――サーキットに出て走ることもあったそうですね。
桐野 レースはしたことはないんですけど、九州にある弊社のサーキットや他のところでも走ったことはあります。でも、こっちも2022年はゼロなんです。走りに行かなきゃと思うけど、山の中にあるので冬はあまりに寒くて(笑)。行くなら3月あたりかなって。
――サーキットに出るのは、新車のテストが目的?
桐野 いやいや、私はテストなんてできませんよ。ただ新車が出たら“自分ち”のものだし、お客さんに買っていただく前に自分で乗ってみたいじゃないですか。とりあえず、新車が出たらすべて私が乗っています。もはや仕事として乗ってなくて、楽しんじゃっています。
でも新技術がてんこ盛りのオートバイだと、重量もあるし、シート高も高くなるので、乗るのがしんどい。万が一にもひっくり返したら大変ですからね。Ninja H2 SXは過給エンジンなので全開にするのに勇気がいりますし、スーパーバイク世界選手権に出たNinja ZX-10Rは機能がすごすぎて、私は性能の10分の1も使えない。
――現在の愛車は……。
桐野 Ninja 650です。
「文系出身」「女性」にデメリットを感じたことはない
――バイクが好きとはいえ、それでも文系出身者が技術系の川崎重工に入ったことでデメリットを感じたことはありませんか。
桐野 なんにも感じなかった、というか考えませんでした。いま思うと、学生時代って「こういう仕事をしたい!」となっても、本当になにをやりたいのかはボンヤリとしているものですし。最初のうちは、その延長で働いてしまいがちですからね。
――入社後は、お茶くみをしたことはありましたか。
桐野 はじめて明石工場に配属された総合職の女性ということで大騒ぎになりましたが、当初から、当時の一般職の方がされていたお茶くみなどはやらなくてよい、と上司から言われました。
そのあたりは上司や先輩の女性社員たちが苦労して変えていったようです。
――バイク好きからは“漢のカワサキ”と呼ばれていますが、どういったニュアンスでしょう。

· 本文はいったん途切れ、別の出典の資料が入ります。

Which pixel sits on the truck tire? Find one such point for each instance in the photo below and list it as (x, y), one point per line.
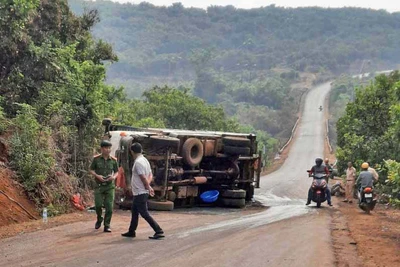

桐野 弊社のオートバイは、あまりユーザーフレンドリーじゃなかったんですね。たとえば最高速や最高出力はどこにも負けなかったけど、女性ユーザーが乗るにはちょっと大変かなっていう。細かいところだと、サイドスタンドが出しにくいとか。そこで“漢のカワサキ”と呼ばれるにいたっているんじゃないかと。最近は親切な装備が増えて、意外と女性の方にも乗っていただいてます。